If {eq}\displaystyle\; f(x) = \frac{x^{2} - 9x}{x - 9}\; {/eq} and {eq}\displaystyle\; g(x) = x {/eq},{eq}\; {/eq} is it true that {eq}\,f = g {/eq}?

## Domain of a Rational Function:

In mathematics, the domain of a function is the set of numbers that we can plug into that function and still have a defined function. A rational function is a function of the form {eq}\frac{f(x)}{g(x)} {/eq}. Since a denominator can never be zero, any number that makes the denominator of a rational function equal zero must be restricted from its domain.

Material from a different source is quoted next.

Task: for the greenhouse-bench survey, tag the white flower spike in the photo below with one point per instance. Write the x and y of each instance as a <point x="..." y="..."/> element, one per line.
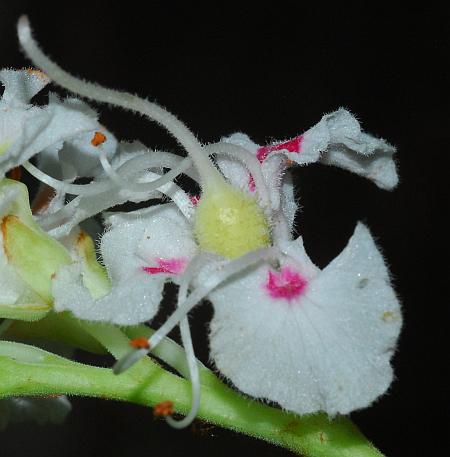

We are given that {eq}\displaystyle f(x)=\frac{x^{2}-9x}{x-9} {/eq} and that {eq}g(x)=x {/eq}. Since {eq}\displaystyle f(x)=\frac{x^{2}-9x}{x-9} {/eq}, it is a rational function that can be simplified as follows:

• {eq}\displaystyle f(x)=\frac{x^{2}-9x}{x-9}=\frac{x(x-9)}{(x-9)}=x {/eq}

Thus, f simplifies to {eq}f(x)=x {/eq}, and it appears as though f = g. However, the original function of f is a rational function, so before doing any simplification, we must make any restrictions on the domain necessary. Any number that makes the denominator of f(x) equal 0 would need to be restricted from the domain of f. The denominator of f(x) is x - 9, and if we plug 9 into this, then we get 0, so the domain of f is all real numbers except for 9. Thus, we have the following:

• {eq}f(x)=x {/eq}, where x is all real numbers except for 9.

On the other hand, g(x) starts as {eq}g(x)=x {/eq}, so it is not a rational function, and there are no restrictions on the domain, so we have the following:

• {eq}g(x)=x {/eq}, where x can be any real number.

We see that though {eq}f(x)=x {/eq} and {eq}g(x)=x {/eq}, they aren't technically the same, because they have different domains.